Dari perkawinannya dengan seorang wanita Qasam, Habib Ali dianugerahi Allah SWT seorang anak yang dinamainya Abdullah. Dan dari perkawinannya dengan Hababah Fathimah binti Muhammad bin Segaf Mulachela, ia mendapatkan empat anak: Muhammad, Ahmad, Alwi, dan Khadijah. Di antara putra-putranya yang paling dikenal di Indonesia ialah putranya yang bungsu, Habib Alwi bin Ali Al-Habsyi, pendiri Masjid Riyadh di Gurawan, Solo (Surakarta). Ia dikenal sebagai peribadi yang amat luhur budi pekertinya, lemah lembut, sopan dan santun, serta ramah tamah terhadap siapa pun, terutama kaum yang lemah, fakir miskin, yatim piatu. Rumah kediamannya selalu terbuka bagi para tamu dari berbagai golongan dan tidak pernah sepi dari pengajian dan pertemuan-pertemuan keagamaan.

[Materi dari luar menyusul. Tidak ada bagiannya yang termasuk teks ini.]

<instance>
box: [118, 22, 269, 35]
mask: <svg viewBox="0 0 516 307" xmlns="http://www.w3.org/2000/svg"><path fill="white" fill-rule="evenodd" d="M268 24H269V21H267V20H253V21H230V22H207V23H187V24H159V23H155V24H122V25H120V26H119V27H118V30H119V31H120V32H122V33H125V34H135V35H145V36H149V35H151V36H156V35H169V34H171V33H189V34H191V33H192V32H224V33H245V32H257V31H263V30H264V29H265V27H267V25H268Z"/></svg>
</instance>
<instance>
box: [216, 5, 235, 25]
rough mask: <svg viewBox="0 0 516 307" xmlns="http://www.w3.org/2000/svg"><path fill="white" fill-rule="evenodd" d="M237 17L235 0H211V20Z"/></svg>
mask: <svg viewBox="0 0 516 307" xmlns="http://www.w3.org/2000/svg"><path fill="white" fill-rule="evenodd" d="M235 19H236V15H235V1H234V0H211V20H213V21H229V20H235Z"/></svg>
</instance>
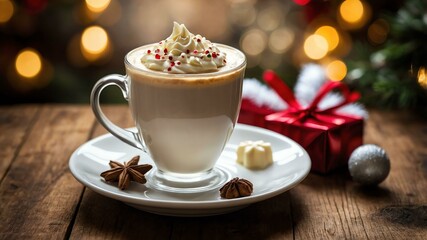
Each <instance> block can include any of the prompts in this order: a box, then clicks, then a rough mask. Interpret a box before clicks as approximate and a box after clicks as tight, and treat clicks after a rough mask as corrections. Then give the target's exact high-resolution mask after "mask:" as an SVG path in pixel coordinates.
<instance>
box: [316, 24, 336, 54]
mask: <svg viewBox="0 0 427 240" xmlns="http://www.w3.org/2000/svg"><path fill="white" fill-rule="evenodd" d="M315 34H317V35H320V36H322V37H324V38H325V39H326V41H327V42H328V51H332V50H334V49H335V48H336V47H337V46H338V43H339V41H340V37H339V35H338V32H337V30H336V29H335V28H334V27H331V26H322V27H320V28H318V29H317V30H316V32H315Z"/></svg>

Habib Alwi wafat di kota Palembang pada tanggal 20 Rabi’ul Awal 1333 H/7 Februari 1915 M, dan dimakamkan di kota Solo.
Banyak sekali ucapan Al-Habib Ali bin Muhammad Al-Habsyi yang telah dicatat dan dibukukan, di samping tulisan-tulisannya yang berupa pesan-pesan ataupun surat menyurat dengan para ulama di masa hidupnya, juga dengan keluarga dan sanak kerabat, kawan-kawan serta murid-muridnya, yang semuanya itu merupakan perbendaharaan ilmu dan hikmah. kitab Maulid Simthud Durar, lengkapnya berjudul Simthud Durar fi Akhbar Maulid Khayril Basyar wa Ma Lahu min Akhlaq wa Awshaf wa Siyar (Untaian Mutiara Kisah Kelahiran Manusia Utama; Akhlaq, Sifat, dan Riwayat Hidupnya).